Re: What are canonical lexical representations for? from by way of on 2003-01-08 (www-xml-schema-comments@w3.org from January to March 2003)

From: by way of <staschuk@telusplanet.net>
Date: Wed, 08 Jan 2003 06:26:47 -0700
To: W3C XML Schema Comments list <www-xml-schema-comments@w3.org>
Message-Id: <5.1.0.14.1.20030108062641.029c15f0@localhost>
Quoth noah_mendelsohn@us.ibm.com:
 > Steven Taschuk writes:
 > > _Part 2: Datatypes_ defines canonical lexical
 > > representations for most of the built-in simple types,
 > > but their use is unclear.  [...]
 >
 > a) May wish to build implementations that start with a value and
 > eventually serialize to characters.  [...]

Ah, yes.  Good point.

 > > Trolling through the archives, I find a suggestion that
 > > canonicalization is useful in the context of signed
 > > XML [...]
 >
 > Hard to comment without seeing the note in question.  [...]

Fair enough.  I refer to "XML Schema and the necessity for
canonical representations", <dee3@us.ibm.com>, 1999-05-21:
<http://lists.w3.org/Archives/Public/www-xml-schema-comments/1999AprJun/0060.html>

I gather that that note was written fairly early in the process,
to argue for the need for canonical representations in the first
place.  Digital signatures are just one example of an application
for which canonicalization issues are important; others certainly
exist, and I have no particular stake in signatures specifically.

 > [...] Specifically, such a c14n would support signatures in
 > cases where you truly do not care that a float:
 >
 >     100
 >
 > has been rewritten as
 >
 >     1.0E+2
 >
 > The fact is, there are some applications for which you do NOT want the
 > signature to match on the above;  you want to know that someone has
 > tampered with your document.  [...] I think the W3C can at best
 > standardize c14n conventions for some of the most common use cases.
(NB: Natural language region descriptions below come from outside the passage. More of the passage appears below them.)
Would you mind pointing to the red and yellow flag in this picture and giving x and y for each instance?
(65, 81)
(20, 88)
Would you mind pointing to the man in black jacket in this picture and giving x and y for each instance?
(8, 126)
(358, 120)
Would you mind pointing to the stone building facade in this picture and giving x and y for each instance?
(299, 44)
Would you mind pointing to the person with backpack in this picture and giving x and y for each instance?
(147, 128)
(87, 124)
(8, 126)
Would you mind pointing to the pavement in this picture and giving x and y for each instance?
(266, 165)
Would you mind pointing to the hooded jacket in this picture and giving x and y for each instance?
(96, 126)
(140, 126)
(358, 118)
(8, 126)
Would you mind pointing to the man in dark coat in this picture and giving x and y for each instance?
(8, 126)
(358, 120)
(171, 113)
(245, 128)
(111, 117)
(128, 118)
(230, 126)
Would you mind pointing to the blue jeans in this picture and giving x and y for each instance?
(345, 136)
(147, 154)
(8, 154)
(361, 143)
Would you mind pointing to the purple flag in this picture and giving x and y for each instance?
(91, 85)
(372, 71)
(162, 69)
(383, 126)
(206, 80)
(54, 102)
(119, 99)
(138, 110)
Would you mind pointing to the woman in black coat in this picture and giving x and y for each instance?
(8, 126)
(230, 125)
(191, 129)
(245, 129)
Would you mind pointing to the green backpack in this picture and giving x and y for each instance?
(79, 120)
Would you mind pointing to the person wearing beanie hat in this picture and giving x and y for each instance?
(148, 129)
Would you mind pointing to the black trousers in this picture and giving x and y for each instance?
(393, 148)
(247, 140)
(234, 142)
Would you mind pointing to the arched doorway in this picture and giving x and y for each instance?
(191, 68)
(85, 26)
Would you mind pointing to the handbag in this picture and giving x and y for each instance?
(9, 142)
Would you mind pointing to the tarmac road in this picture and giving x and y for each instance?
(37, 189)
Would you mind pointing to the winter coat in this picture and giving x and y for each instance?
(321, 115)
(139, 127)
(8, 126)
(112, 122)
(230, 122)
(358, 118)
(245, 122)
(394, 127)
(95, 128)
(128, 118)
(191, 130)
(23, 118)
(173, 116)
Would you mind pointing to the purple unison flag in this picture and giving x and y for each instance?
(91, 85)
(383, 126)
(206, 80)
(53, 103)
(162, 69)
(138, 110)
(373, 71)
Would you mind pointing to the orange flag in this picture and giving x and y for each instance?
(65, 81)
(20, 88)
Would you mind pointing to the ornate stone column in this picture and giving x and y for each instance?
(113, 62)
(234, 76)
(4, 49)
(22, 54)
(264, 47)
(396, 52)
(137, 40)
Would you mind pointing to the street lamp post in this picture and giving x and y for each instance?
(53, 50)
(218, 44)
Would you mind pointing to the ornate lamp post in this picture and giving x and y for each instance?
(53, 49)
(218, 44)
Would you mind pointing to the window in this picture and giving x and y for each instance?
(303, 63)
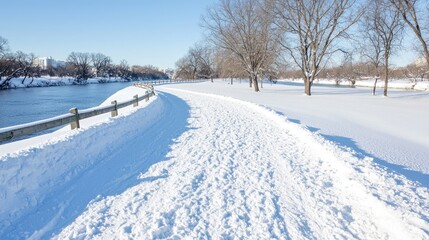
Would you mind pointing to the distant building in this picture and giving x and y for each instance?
(45, 62)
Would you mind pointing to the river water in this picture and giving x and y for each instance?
(23, 105)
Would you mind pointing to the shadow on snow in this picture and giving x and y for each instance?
(112, 175)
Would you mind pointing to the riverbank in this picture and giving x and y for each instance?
(404, 84)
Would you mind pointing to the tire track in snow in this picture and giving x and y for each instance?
(243, 171)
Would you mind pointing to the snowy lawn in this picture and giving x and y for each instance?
(340, 164)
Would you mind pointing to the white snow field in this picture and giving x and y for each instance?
(194, 164)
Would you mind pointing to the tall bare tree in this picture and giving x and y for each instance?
(243, 27)
(372, 46)
(413, 13)
(387, 25)
(312, 28)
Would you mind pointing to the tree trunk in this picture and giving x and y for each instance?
(255, 82)
(375, 86)
(386, 75)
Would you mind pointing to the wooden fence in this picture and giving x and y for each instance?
(74, 116)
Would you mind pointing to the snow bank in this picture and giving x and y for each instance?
(57, 81)
(244, 171)
(404, 84)
(32, 170)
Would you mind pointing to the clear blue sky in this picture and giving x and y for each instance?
(156, 32)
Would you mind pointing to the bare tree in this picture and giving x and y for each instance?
(101, 64)
(312, 29)
(204, 56)
(4, 47)
(81, 63)
(409, 10)
(228, 66)
(372, 47)
(243, 27)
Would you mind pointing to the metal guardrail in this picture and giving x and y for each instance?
(73, 117)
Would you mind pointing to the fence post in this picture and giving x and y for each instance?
(76, 123)
(114, 113)
(136, 97)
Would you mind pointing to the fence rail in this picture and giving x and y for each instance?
(73, 117)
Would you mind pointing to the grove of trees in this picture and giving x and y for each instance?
(79, 66)
(305, 39)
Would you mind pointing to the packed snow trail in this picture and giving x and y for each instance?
(243, 171)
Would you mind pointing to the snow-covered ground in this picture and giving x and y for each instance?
(199, 162)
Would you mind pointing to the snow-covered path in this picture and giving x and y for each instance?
(240, 170)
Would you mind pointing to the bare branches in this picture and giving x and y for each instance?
(413, 18)
(244, 28)
(81, 62)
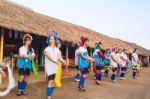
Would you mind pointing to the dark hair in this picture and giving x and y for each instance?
(49, 40)
(124, 50)
(135, 49)
(30, 47)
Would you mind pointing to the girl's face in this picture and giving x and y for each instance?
(28, 42)
(59, 45)
(108, 51)
(116, 50)
(52, 40)
(86, 43)
(119, 51)
(125, 51)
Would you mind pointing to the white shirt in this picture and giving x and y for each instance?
(76, 56)
(135, 59)
(82, 50)
(23, 51)
(96, 51)
(51, 67)
(123, 62)
(119, 57)
(113, 63)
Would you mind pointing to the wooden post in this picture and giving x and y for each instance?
(12, 63)
(91, 54)
(1, 50)
(1, 44)
(148, 61)
(67, 54)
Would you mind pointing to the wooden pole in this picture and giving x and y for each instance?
(1, 44)
(148, 61)
(1, 50)
(67, 54)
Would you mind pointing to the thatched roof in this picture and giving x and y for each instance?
(142, 51)
(16, 17)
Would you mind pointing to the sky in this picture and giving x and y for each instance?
(128, 20)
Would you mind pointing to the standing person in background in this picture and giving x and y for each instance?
(124, 60)
(83, 61)
(114, 63)
(77, 76)
(52, 58)
(135, 62)
(26, 54)
(98, 56)
(119, 61)
(107, 62)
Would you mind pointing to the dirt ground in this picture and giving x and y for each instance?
(128, 89)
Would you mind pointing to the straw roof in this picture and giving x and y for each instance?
(141, 50)
(22, 19)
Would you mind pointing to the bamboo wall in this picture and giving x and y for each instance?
(1, 44)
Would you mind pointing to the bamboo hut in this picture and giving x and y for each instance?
(144, 54)
(15, 20)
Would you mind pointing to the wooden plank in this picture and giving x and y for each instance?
(148, 61)
(1, 44)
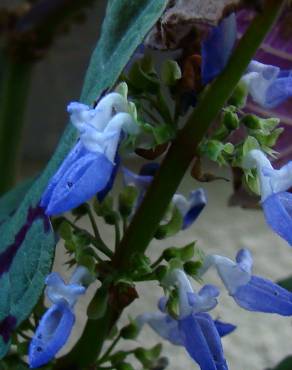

Absolutely.  Let me clarify the angle I'm approaching this from.

Whatever equivalence relation on documents I wish to use in a
particular application, it is useful to have a canonicalizer for
that relation, that is, a processor which takes as input an
arbitrary document and produces as output an equivalent canonical
form, under the equivalence relation of interest.

(This is not the only way to implement an equivalence relation,
but it has the merit of loose coupling: it permits, for example,
digital signature software, version management systems, and file
comparison tools to operate on byte or character streams without
any knowledge of the equivalence relation I deem to be most
appropriate for the case at hand.)

XML Schema implies a model of what XML documents consist of; I
feel it is desirable to be able to write such a canonicalizer for
the equivalence relation under which documents are equivalent if
they differ only in ways not reflected in that model.  Among other
things, this includes the use of alternative lexical
representations for the same value.

So far this is all obvious.

Now, how should such a canonicalizer canonicalize representations
of user-defined simple types?  A naïve implementation would apply
algorithms appropriate for the built-in types from which they are
derived -- if this approach were sound, it would have the merit of
being applicable to any simple type whatsoever (provided schema
information were available).  My onTheHour example, however, shows
that this approach can generate "canonical" documents that are not
schema-valid.

(Schema-invalid canonical documents might be tolerable if
schema-valid versions could be reconstructed at need; but as you
pointed out on a related point, this is in general a
theorem-proving exercise.)

This is the problem I refer to when I say that a canonicalizer
needs special knowledge of all the simple types it encounters,
namely knowledge of how to canonicalize representations of those
types.  This requirement seems to make canonical lexical
representations much less useful than they would otherwise be,
indeed, to make impossible what is to me the most obvious and
desirable use of them... which is what prompted my question.

   [...]
 > > While I'm at it, why isn't canonical form a facet of
 > > the type?
 >
 > IMO, because you can't alter  or depend onthe canonical form when creating
 > restrictions.  [...]

A good point.  But you can't alter the equal facet either (unless
I'm missing something in the recommendation).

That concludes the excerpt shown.